Vivian believes Victor’s purpose for living was finally, totally lost.
His letter for readmission foreshadowed his end. He’d been consumed with suicidal impulses at Emory, Victor wrote. During the semester he’d quit school, “I had hoped to acquire a gun to end myself … or a toy gun in order to threaten a police officer into doing it for me.”
9. Lingering questions
Despite the popular notion that “genius is next to madness,” mental illness isn’t especially prevalent in highly intelligent or creative people, said Dr. Peter F. Buckley, a schizophrenia expert and dean of the Medical College of Georgia at Georgia Regents University.
But when met by brilliance, mental illness doesn’t flinch.
“There’s a person on a track with great potential … and suddenly they’re taken down a different path,” Buckley said. “It’s a great human tragedy.”

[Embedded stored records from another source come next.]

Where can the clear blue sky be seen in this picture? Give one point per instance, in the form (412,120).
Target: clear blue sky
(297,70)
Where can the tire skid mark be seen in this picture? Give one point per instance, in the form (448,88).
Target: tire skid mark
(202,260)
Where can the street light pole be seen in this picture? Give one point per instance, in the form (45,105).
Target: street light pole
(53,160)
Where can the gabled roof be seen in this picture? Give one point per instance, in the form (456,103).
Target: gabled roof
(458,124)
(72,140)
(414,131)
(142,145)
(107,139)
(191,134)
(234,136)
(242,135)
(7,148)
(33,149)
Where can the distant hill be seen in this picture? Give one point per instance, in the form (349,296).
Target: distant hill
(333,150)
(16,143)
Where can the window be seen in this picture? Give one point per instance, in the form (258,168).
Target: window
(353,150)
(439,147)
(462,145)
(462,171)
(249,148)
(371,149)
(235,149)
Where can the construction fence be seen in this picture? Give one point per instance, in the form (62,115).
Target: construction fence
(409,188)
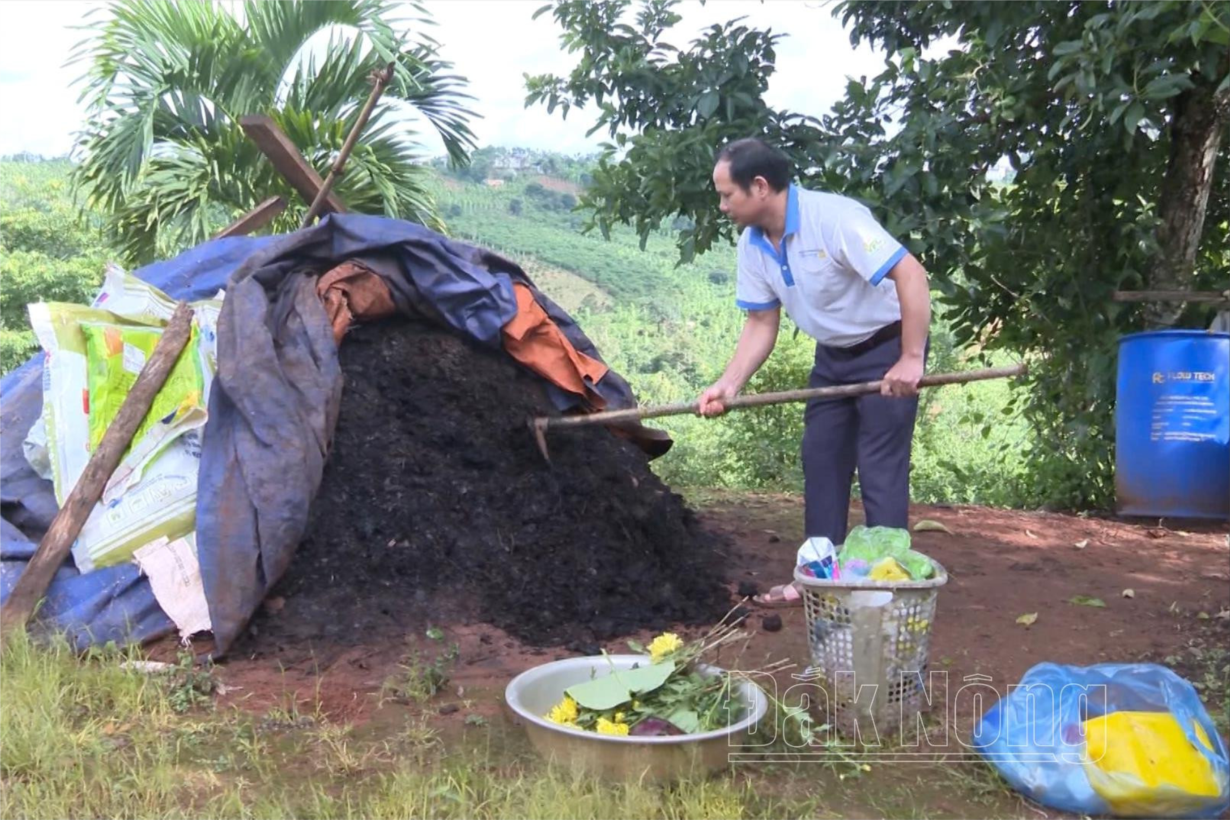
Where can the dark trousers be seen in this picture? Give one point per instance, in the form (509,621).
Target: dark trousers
(872,433)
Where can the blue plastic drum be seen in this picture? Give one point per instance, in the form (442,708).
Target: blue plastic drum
(1172,424)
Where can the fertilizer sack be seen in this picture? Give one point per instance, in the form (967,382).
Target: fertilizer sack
(92,357)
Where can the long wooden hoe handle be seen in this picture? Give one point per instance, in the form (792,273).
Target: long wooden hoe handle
(760,400)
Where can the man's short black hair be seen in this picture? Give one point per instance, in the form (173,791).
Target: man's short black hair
(753,157)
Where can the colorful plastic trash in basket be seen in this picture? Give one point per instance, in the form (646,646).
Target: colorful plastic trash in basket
(868,643)
(1123,739)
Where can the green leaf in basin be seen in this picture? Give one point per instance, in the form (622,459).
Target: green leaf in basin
(616,689)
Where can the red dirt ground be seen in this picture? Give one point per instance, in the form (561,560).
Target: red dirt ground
(1001,564)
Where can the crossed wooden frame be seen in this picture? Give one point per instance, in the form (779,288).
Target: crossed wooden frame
(294,169)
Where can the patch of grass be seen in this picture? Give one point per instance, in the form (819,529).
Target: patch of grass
(420,678)
(191,685)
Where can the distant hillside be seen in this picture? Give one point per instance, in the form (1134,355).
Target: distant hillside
(530,219)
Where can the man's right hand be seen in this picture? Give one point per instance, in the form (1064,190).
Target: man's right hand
(712,401)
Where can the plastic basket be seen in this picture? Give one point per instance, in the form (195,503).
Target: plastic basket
(868,643)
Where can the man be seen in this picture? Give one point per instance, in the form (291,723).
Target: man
(864,299)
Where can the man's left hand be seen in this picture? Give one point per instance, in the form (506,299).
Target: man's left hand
(902,380)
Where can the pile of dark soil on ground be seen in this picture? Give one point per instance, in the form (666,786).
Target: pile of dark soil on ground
(434,491)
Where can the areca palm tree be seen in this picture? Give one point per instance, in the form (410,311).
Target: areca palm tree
(162,154)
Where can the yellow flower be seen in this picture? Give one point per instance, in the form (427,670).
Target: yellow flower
(611,727)
(663,646)
(565,712)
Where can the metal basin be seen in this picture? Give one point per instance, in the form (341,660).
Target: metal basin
(531,695)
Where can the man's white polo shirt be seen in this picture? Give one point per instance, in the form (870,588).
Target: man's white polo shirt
(832,274)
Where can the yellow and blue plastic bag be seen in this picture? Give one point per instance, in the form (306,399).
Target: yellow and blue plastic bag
(1119,739)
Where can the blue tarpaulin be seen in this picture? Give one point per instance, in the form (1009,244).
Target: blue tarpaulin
(272,410)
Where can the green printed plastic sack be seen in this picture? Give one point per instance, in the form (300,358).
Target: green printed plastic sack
(878,542)
(153,494)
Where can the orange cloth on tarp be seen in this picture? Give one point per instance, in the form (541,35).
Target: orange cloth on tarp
(538,343)
(349,291)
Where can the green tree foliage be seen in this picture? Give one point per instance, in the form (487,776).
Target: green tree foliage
(1108,114)
(167,81)
(48,250)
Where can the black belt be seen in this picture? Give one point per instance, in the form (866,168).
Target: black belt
(887,333)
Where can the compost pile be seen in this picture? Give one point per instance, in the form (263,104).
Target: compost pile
(436,496)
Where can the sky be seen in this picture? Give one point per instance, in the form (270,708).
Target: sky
(491,42)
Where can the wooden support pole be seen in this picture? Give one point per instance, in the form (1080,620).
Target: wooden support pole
(55,545)
(287,160)
(379,79)
(255,219)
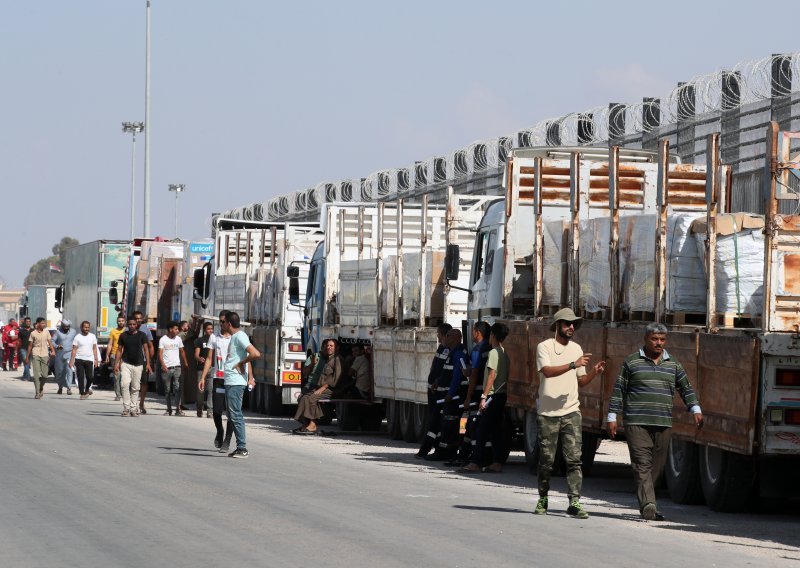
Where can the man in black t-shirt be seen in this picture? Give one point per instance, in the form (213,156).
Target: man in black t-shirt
(24,337)
(201,353)
(130,363)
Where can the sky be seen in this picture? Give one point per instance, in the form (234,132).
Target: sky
(251,99)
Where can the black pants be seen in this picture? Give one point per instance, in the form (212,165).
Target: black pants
(219,404)
(490,430)
(451,426)
(433,422)
(85,371)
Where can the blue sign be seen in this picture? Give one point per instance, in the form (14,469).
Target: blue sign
(201,247)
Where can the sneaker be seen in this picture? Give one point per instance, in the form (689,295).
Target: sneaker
(541,506)
(576,510)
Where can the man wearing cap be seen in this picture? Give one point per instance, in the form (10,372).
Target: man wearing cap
(62,341)
(562,369)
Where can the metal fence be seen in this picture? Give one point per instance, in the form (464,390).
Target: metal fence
(738,103)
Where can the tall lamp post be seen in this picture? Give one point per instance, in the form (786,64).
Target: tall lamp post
(177,188)
(133,128)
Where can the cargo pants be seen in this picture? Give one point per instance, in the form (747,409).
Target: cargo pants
(567,430)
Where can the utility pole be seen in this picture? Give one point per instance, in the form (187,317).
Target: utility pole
(147,132)
(133,128)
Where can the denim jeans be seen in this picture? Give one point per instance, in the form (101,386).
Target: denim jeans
(233,396)
(26,370)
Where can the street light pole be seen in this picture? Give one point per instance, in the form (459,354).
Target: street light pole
(148,123)
(133,128)
(177,188)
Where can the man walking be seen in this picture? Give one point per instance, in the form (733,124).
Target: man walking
(240,353)
(202,351)
(644,394)
(562,369)
(111,355)
(40,348)
(24,338)
(148,355)
(84,358)
(170,355)
(62,340)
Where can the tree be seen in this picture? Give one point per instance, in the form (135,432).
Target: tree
(50,271)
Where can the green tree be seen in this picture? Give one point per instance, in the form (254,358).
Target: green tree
(50,271)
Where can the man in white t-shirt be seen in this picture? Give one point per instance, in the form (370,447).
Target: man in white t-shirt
(214,371)
(170,356)
(562,369)
(84,358)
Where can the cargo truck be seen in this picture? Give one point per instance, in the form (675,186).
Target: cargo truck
(611,236)
(378,279)
(250,275)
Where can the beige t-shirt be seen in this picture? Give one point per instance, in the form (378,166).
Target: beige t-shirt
(39,340)
(558,396)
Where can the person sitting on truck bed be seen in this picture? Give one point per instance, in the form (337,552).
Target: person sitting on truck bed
(359,369)
(308,407)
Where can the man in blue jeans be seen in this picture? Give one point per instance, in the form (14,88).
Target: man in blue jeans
(240,353)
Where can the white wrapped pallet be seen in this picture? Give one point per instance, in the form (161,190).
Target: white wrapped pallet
(685,280)
(739,267)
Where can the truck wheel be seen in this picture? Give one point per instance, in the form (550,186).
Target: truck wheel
(328,413)
(273,400)
(727,479)
(371,417)
(531,441)
(407,421)
(393,419)
(589,445)
(347,416)
(420,420)
(682,473)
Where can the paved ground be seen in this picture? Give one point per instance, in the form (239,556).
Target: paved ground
(82,486)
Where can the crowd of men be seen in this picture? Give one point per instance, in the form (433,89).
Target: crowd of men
(473,385)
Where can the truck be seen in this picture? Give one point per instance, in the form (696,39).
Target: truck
(377,279)
(40,301)
(250,274)
(610,234)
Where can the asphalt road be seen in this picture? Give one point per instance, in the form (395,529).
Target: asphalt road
(82,486)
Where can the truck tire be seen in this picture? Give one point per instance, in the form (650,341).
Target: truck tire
(407,421)
(727,479)
(273,400)
(682,473)
(347,416)
(393,419)
(531,442)
(589,444)
(420,420)
(371,417)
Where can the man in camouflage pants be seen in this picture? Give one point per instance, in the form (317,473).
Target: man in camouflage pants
(562,369)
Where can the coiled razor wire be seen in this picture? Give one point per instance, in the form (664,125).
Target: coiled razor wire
(722,90)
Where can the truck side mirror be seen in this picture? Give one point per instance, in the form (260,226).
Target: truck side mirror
(201,281)
(59,296)
(452,261)
(294,290)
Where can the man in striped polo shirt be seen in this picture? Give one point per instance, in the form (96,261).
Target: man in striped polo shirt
(643,393)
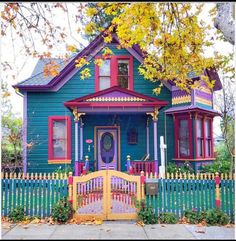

While “suicide by cop” might seem like a selfish act, Buckley said it demonstrates a schizophrenic person’s scrambled thinking.
In her interviews with “suicide by cop” survivors, Stincelli found that most perpetrators had not been able to bring themselves to pull the trigger themselves. In police, they saw an easier out.
Huie, Victor’s English teacher, has pondered her student’s death and its effect on others, especially the police officer he goaded into shooting him.
“You think about the impact and how it ripples out,” said Huie, “and all the people — the living — whose lives are torn by it.”
In his suicide note, Victor said: “If I could live another 20 years exactly as I lived the first, I would, but I sense that destiny has something else in store for me.”
10. The second sign
Victor’s funeral was held in Lawrenceville the Sunday after his death. Beside him in the casket, Vivian laid out his Bhangra costume, his sports trophies and stacks of adoring letters from friends and family.
The following Friday, the dance team dedicated a performance to Victor at Emory. Instead of their usual vibrant costumes, the dancers wore black.
The outpouring of support did not soothe for long, though.
“We were just lost,” Monique, Victor’s aunt and James Pham’s mother, said.
Last summer, Vivian and Sophia moved to Duluth. The home they had shared with Victor was too saturated with memories. She decorated the new home with Buddhist calligraphy and two glass cabinets so full of her children’s photographs they can only be described as shrines.
Sometimes Vivian can accept that Victor is gone. She tries to stay active, to host dinner parties, to attend Buddhist retreats and read Buddhist literature.
But more often, Victor’s absence leaves her feeling empty and she’s reminded of his nightmare decline. When she looks back, she sees a landscape of missteps.
She wonders if she should have monitored Victor more closely and coddled him less. Just maybe, taking him to see mental health professionals more frequently would have given him hope. She feels remorse, not just for the loss of her son but for the role Officer J.J. Smith was forced to play in Victor’s death.
Reflecting on Victor one night in her living room, Vivian said, “I did not act quick.” She then repeated the phrase twice more before her voice trailed into a prolonged silence.
At other moments, though, she has found hope — and in seemingly mundane places.
Behind their Lilburn home one day, Vivian saw what she believed to be a second sign.
She was standing near the grave of “Dude,” a spunky little mutt Victor had found in the street and adopted.
On Dude’s grave, the most unusual butterfly lit, all black wings with little specks of white. It was Victor’s spirit, Vivian said.